Not to many where listed as property owners though. There where a lot of shopkeepers, clerics, accountants, and lawyers. Not occupations wildly known as slave owners.
I’ve read the 1808 prevision was the door to end slavery, it was the most they could get and have the Southern states ratify.. knowing that no more slaves could be imported, they hoped it would end it via attrition.
Most African-Americans who have slaves in their pedigree originated from west central Africa.

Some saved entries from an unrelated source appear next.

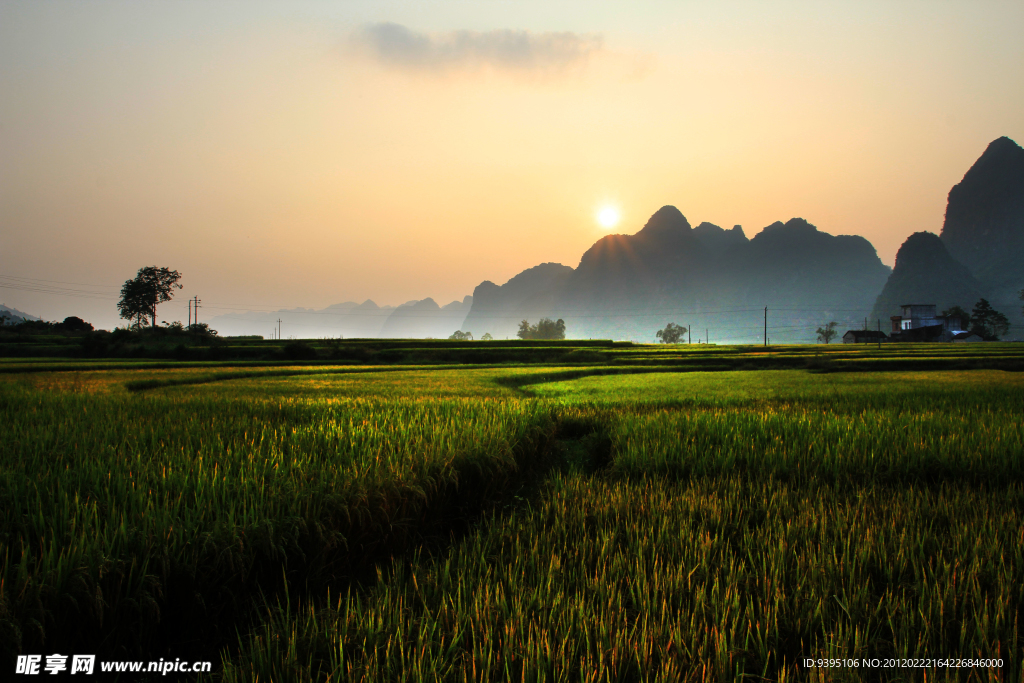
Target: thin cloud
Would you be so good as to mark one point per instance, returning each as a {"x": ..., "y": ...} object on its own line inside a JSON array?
[{"x": 523, "y": 51}]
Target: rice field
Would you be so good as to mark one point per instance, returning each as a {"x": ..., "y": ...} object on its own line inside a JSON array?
[{"x": 543, "y": 522}]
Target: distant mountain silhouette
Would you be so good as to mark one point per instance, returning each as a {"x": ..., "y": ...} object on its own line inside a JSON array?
[
  {"x": 926, "y": 272},
  {"x": 717, "y": 240},
  {"x": 418, "y": 319},
  {"x": 499, "y": 309},
  {"x": 14, "y": 315},
  {"x": 984, "y": 224},
  {"x": 629, "y": 286}
]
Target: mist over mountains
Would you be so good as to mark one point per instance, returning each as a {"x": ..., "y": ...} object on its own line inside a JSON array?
[
  {"x": 718, "y": 282},
  {"x": 980, "y": 251},
  {"x": 628, "y": 287},
  {"x": 352, "y": 321}
]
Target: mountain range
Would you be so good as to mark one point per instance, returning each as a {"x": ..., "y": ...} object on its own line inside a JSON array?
[
  {"x": 980, "y": 250},
  {"x": 718, "y": 283}
]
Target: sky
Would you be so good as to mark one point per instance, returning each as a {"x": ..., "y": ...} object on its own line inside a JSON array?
[{"x": 309, "y": 153}]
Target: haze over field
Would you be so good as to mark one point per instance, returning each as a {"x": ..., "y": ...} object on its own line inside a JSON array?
[{"x": 309, "y": 154}]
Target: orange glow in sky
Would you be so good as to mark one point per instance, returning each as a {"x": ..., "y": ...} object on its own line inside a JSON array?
[{"x": 305, "y": 154}]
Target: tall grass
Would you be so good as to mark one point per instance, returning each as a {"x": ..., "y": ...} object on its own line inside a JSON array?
[
  {"x": 714, "y": 579},
  {"x": 723, "y": 541},
  {"x": 124, "y": 514}
]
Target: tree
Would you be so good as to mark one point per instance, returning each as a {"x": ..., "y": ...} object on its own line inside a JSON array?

These people became the victims as the religion of peace spread from northeast Africa, the only part of the world which still sanctions slavery today.
Many of the Europeans who were Johnny-come-latelys to the odious slave trade patted themselves on the back for saving lives of people sold into slavery who would otherwise have been killed by the ROPers.
The information must be out there somewhere—I don’t know if anyone has assembled all the data for the Signers of the Declaration or the men who signed the Constitution (which leaves out several men who played important roles at the convention but refused to sign the final document).
It was mainly South Carolina and Georgia delegates who prevented an immediate ban on importing slaves—a lot of the actual slaveholders from the other states hoped that the institution would die out in time but they had to humor SC and GA.
Sounds like an interesting FReeper research project, especially in light of all the lines the left uses about the founders being slave owners.. (I think it has been done though..)
Since slavery is one of the most-studied topics in American history, I agree that it’s likely someone has already researched this question.
During the same centuries when some Europeans were either participating in the trans-Atlantic slave trade, or availing themselves of slave labor in the New World, other Europeans were being enslaved by Muslims—taking a voyage in the Mediterranean meant risking winding up a galley slave, and people living near the coasts were sometimes carried away in pirate raids and sold as slaves in the Ottoman Empire. One of the Turkish admirals at Lepanto in 1571 was actually an Italian renegade who had been enslaved as a young man.